While we’re on the subject of tax, the UK government tax collector, HMRC, announced today that it would appeal against the Tribunal decision in the Rangers tax case.
The tax case was instrumental in bankrupting the company that owned Rangers football club, which as a result led the football club being reformed under the ownership of a new company, and obliged to enter the Third Division of the Scottish Football League (see an earlier blog on the rights and wrongs of this).

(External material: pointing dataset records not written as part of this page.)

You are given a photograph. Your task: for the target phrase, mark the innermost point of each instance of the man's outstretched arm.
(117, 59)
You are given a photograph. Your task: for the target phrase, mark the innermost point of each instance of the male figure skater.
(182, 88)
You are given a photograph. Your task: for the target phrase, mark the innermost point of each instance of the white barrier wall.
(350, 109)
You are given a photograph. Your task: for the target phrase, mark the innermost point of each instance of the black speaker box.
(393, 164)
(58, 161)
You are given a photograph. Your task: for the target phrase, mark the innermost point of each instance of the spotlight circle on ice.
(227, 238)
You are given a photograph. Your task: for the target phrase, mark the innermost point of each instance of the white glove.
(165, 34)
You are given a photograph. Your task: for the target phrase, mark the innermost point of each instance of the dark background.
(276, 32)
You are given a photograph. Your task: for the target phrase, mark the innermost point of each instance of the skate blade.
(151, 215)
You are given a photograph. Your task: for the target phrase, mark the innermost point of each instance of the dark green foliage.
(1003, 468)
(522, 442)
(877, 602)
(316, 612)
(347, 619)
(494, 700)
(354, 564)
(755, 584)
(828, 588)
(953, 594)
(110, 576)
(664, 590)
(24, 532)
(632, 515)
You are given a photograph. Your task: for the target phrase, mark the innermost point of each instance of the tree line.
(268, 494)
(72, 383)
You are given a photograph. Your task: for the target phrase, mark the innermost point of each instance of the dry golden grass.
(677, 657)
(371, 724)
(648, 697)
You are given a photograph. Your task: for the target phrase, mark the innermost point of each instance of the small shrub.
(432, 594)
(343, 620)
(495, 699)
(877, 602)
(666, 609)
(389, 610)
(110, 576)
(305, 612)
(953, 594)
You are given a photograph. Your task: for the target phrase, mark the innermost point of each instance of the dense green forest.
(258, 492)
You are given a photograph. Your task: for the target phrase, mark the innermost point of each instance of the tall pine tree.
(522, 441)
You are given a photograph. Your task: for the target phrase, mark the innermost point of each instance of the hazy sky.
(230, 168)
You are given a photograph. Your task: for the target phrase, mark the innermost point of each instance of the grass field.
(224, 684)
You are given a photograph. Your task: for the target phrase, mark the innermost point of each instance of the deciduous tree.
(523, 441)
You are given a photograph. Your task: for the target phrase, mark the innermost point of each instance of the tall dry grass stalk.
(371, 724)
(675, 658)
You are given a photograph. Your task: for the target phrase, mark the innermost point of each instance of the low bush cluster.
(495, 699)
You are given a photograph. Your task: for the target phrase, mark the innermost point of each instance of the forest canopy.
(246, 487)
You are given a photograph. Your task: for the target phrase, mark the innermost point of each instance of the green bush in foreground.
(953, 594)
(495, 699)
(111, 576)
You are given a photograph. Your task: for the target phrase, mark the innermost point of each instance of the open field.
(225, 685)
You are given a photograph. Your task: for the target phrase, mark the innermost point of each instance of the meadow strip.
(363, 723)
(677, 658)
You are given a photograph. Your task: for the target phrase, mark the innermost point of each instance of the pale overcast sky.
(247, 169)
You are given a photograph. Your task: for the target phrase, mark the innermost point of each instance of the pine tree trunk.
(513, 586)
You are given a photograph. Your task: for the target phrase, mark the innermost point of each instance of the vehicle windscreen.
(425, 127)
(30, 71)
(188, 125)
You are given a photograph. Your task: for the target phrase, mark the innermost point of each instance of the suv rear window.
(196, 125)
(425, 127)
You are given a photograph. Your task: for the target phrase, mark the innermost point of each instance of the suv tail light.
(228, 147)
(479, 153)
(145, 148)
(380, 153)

The case concerned Employee Benefit Trusts (EBT). These have been used as a legal means of tax avoidance by many companies in the UK, much to the annoyance of HMRC. The basic point is that you pay income tax (PAYE) on earnings, but not on a loan. So clever tax experts figured out that if you ran/owned a company, set up a trust for your own benefit, and arranged for the company to pay loans to the trust, which you could then use as income, you wouldn’t have to pay PAYE. The catch is that in principle the loans would be repayable if the company asked for the money back, whereas obviously salaries are not. But then if you controlled the company, you could be sure that the loans would never have to be repaid. As I say, clever. Of course, HMRC is apoplectic about these schemes, and wants them made illegal, but right now they are legal.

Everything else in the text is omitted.